Ayah Liana masih menatap Rian dengan penuh selidik.
"Tapi coba tetapkan dulu perkiraan kasarnya. Kapan kamu akan menikahi anak saya?"
Rian berpikir cepat. Ia tidak bisa memberikan jawaban yang terlalu jauh di masa depan, tapi juga tidak bisa terlalu dekat karena usahanya baru dimulai apalagi dia dan liana pacaran bohongan saja.
Akhirnya, ia tersenyum dan menjawab dengan percaya diri,
"Saya perkirakan dalam tiga sampai lima tahun ke depan, Pak. Setelah usaha saya stabil dan saya bisa memberikan kehidupan yang layak untuk Liana."
Liana mengangguk cepat, ikut mendukung jawaban itu. "Iya, Ayah. Kami ingin memastikan semuanya siap dulu sebelum menikah."
Ayahnya mendengus kecil, lalu mengangguk pelan. "Hmph, baiklah. tiga sampai lima tahun, ya? Saya akan mengingat itu."
Ayah Liana menatap putrinya dengan serius. "Liana, kalau kamu memang percaya pada pacarmu, aku ingin dia membuktikannya."
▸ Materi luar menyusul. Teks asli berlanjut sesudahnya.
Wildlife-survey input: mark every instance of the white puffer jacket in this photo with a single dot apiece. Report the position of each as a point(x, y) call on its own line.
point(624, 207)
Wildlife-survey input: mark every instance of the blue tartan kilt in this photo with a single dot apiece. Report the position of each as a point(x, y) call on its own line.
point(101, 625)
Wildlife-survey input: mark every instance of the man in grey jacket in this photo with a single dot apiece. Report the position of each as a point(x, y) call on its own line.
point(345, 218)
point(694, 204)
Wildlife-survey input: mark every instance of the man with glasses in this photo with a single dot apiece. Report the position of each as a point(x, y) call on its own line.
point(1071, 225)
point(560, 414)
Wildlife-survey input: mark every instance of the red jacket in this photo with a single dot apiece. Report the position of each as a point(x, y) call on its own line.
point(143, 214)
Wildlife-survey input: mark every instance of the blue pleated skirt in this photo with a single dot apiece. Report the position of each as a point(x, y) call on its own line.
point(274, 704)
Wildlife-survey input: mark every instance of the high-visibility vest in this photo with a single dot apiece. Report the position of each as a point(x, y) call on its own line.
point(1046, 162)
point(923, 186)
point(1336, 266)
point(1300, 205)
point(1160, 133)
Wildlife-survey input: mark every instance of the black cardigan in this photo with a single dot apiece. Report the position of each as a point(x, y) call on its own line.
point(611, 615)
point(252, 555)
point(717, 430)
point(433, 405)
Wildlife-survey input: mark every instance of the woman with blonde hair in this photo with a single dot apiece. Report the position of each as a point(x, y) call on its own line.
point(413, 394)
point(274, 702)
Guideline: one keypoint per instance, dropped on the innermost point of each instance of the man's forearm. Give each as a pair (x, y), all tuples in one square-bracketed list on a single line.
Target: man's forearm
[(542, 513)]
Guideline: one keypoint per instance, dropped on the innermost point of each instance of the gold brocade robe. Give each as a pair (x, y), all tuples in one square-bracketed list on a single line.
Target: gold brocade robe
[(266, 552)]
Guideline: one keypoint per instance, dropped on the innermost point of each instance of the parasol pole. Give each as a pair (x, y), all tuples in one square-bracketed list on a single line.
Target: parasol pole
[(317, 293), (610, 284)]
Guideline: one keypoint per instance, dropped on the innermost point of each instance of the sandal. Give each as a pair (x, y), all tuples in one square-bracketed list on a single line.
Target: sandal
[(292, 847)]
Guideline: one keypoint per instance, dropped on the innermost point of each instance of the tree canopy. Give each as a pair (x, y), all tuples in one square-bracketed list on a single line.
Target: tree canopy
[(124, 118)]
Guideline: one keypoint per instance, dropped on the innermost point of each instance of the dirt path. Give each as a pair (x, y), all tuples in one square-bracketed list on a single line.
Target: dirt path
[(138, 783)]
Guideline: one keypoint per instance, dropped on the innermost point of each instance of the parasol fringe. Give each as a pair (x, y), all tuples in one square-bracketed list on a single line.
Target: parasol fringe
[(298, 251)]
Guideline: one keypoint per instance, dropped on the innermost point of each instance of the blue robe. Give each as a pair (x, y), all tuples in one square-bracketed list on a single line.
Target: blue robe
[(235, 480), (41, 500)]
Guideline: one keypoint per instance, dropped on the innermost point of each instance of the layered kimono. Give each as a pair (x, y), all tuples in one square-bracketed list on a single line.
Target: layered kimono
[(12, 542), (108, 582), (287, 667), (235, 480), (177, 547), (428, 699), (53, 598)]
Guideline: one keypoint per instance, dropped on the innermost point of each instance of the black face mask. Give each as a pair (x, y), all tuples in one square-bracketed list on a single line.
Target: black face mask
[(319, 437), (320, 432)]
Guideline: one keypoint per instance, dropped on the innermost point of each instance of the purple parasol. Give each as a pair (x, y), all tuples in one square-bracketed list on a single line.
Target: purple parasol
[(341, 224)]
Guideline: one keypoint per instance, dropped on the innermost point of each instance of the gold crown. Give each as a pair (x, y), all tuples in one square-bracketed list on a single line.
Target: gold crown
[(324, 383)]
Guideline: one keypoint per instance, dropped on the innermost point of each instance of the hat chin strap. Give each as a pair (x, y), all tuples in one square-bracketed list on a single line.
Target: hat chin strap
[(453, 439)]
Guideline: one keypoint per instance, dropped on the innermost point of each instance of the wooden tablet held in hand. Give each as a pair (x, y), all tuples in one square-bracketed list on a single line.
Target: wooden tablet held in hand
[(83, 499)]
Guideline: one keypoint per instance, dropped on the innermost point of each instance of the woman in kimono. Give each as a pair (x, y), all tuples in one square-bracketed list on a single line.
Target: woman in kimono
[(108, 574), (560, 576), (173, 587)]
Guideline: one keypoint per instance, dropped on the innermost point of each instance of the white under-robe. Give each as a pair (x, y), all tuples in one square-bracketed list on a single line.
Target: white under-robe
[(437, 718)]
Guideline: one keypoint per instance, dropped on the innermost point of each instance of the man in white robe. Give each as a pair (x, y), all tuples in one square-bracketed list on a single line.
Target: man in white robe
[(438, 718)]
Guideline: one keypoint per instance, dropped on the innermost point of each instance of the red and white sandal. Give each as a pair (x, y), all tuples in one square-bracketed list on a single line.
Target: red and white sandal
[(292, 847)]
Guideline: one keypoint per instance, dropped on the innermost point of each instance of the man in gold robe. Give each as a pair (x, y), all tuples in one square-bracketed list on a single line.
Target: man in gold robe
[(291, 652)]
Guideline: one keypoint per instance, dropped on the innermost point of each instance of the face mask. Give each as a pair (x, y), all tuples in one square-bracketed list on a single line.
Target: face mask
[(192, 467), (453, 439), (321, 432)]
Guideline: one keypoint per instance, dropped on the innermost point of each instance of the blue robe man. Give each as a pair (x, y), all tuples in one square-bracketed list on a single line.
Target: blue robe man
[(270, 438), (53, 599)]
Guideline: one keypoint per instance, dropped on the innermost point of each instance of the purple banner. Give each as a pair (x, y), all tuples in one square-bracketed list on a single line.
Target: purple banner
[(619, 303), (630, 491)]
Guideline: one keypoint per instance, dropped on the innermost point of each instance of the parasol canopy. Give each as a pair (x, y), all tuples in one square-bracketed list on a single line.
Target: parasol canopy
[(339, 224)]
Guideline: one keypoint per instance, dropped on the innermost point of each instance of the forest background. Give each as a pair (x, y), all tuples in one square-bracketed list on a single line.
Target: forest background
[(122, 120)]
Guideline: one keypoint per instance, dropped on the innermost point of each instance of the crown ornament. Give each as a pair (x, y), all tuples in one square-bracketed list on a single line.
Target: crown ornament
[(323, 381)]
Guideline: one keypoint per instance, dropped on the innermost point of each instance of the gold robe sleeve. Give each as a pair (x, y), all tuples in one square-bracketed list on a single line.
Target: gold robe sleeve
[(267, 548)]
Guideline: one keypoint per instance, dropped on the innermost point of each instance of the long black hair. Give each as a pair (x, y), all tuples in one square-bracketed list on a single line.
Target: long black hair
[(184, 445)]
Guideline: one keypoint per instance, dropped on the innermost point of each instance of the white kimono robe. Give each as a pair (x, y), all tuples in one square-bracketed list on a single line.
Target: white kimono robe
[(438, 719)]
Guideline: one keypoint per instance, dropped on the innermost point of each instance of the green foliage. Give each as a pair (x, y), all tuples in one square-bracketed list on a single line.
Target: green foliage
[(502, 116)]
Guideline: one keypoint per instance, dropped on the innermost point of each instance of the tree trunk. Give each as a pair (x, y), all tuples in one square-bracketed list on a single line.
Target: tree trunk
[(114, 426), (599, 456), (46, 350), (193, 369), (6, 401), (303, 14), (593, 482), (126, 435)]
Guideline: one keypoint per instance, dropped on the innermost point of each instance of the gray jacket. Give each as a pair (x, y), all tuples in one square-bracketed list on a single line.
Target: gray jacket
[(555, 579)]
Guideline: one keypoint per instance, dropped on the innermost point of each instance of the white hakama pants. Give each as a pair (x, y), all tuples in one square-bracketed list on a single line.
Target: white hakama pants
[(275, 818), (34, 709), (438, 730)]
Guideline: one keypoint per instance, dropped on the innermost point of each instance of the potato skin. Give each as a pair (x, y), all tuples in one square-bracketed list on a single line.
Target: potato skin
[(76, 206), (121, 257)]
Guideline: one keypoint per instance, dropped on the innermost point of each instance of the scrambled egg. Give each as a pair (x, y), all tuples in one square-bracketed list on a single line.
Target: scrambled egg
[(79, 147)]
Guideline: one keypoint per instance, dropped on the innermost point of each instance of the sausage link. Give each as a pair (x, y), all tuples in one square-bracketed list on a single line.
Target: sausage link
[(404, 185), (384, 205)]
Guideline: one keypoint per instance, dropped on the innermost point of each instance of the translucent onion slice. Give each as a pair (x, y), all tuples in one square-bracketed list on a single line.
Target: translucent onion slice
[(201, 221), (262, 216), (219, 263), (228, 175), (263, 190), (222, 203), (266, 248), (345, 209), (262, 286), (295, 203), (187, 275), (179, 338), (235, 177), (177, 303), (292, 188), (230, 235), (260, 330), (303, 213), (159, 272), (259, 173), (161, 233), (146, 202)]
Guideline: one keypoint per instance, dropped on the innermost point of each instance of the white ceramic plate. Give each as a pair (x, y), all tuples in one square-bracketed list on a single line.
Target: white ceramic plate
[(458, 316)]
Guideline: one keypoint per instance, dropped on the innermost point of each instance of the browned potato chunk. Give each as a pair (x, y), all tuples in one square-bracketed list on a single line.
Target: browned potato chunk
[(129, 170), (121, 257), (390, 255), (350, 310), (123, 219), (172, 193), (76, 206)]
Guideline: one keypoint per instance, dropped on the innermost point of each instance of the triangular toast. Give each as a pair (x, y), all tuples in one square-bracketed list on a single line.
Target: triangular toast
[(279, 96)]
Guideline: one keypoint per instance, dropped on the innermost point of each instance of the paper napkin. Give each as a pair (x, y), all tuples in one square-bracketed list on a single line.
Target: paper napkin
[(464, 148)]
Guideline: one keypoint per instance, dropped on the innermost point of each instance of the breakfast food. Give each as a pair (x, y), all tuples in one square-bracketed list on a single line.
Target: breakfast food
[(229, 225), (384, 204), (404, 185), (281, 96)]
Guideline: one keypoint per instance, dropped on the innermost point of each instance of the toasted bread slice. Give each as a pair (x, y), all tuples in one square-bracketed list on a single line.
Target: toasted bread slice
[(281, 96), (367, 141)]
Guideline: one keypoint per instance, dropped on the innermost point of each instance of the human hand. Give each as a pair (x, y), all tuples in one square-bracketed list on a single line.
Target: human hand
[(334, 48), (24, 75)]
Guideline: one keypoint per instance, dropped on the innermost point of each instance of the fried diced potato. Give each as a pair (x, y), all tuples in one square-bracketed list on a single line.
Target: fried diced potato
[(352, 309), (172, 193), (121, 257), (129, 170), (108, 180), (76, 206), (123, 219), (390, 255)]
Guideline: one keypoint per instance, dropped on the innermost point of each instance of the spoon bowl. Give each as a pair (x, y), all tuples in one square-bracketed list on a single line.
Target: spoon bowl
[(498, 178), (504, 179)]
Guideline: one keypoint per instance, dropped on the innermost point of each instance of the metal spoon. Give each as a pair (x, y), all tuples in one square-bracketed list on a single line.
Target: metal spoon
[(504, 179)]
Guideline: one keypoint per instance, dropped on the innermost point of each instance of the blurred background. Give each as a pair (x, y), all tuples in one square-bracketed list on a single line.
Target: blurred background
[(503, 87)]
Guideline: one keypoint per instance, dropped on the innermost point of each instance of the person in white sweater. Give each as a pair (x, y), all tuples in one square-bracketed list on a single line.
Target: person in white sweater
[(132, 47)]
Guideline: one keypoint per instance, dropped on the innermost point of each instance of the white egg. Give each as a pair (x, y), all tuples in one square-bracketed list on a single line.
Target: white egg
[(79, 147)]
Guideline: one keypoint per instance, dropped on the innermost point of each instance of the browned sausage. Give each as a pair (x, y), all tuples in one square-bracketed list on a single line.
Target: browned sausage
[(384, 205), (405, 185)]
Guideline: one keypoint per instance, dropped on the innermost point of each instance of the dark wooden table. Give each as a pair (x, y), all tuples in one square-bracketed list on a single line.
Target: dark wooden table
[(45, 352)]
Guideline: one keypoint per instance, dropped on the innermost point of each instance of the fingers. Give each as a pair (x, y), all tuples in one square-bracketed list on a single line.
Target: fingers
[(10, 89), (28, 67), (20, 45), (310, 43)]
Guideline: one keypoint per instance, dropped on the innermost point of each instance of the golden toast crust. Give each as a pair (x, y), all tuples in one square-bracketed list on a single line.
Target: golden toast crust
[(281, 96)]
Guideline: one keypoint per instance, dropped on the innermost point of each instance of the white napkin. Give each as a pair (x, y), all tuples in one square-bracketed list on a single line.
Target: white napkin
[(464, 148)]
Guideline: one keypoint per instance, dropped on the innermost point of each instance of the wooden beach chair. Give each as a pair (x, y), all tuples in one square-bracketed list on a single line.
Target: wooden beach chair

Liana mengerutkan kening bingung dengan ucapan ayahnya.
"Maksud Ayah?" katanya
"Ayah ingin beri pacarmu modal," kata Ayahnya santai. "Aku ingin melihat apakah dia benar-benar serius dengan bisnisnya atau hanya bicara besar saja di depanku." Ucap Stave.
Liana tercengang dengan pernyataan serius ayahnya tiba - tiba.
"Berapa yah?"
Ayahnya tersenyum tipis. "Sekitar 500 juta." Ucapnya.
Rian terkejut dan tercengang mendengar pernyataan ayah liana.
"Pak, ini… jumlah yang sangat besar." Ucapnya.
Stave tertawa "haha, Itu besar buatmu tapi kalo buatku itu hanyalah uang 4 bulan jajan Liana anak saya." Ucapnya enteng.
Stave lalu menatap serius Rian
"Aku tak tahu kenapa anak saya ingin bersamamu tetapi aku ingin kau menjadikan liana sebagai ratu makanya saya ingin memodali usahamu tapi..." Ucapnya terhenti dan lanjut dengan kata sedikit lebih keras
"Jika aku mendengar berita tentang anak saya menangis karenamu, kau akan tau akibatnya!" Ayah Liana mengakhiri kata - katanya dengan mengarahkan tangan ke lehernya, dan gerakan tangannya seperti pisau ingin memotong leher.
Ruangan langsung terasa sunyi. Liana melotot ke arah ayahnya. "Ayah! Jangan menakut-nakuti rian seperti itu!"
Ibu Liana hanya menghela napas sambil tersenyum kecil, seolah sudah terbiasa dengan ancaman suaminya.
Rian, meskipun terkejut, mencoba tetap tenang. Ia tersenyum kaku dan berkata, "Tenang saja, Pak. Saya tidak ada niat untuk menyakiti Liana. Saya akan menjaganya dengan baik."
Ayah Liana masih menatapnya tajam, lalu akhirnya mengangguk. "Bagus kalau begitu. Aku harap kamu bisa menepati kata-katamu." Ucap Stave.
Rian merasa senang didalam hatinya saat ini ia mendapatkan modal besar maka ia memperkirakan usahanya akan berkembang lebih cepat apalagi di bantu oleh sistem pada tubuhnya saat ini.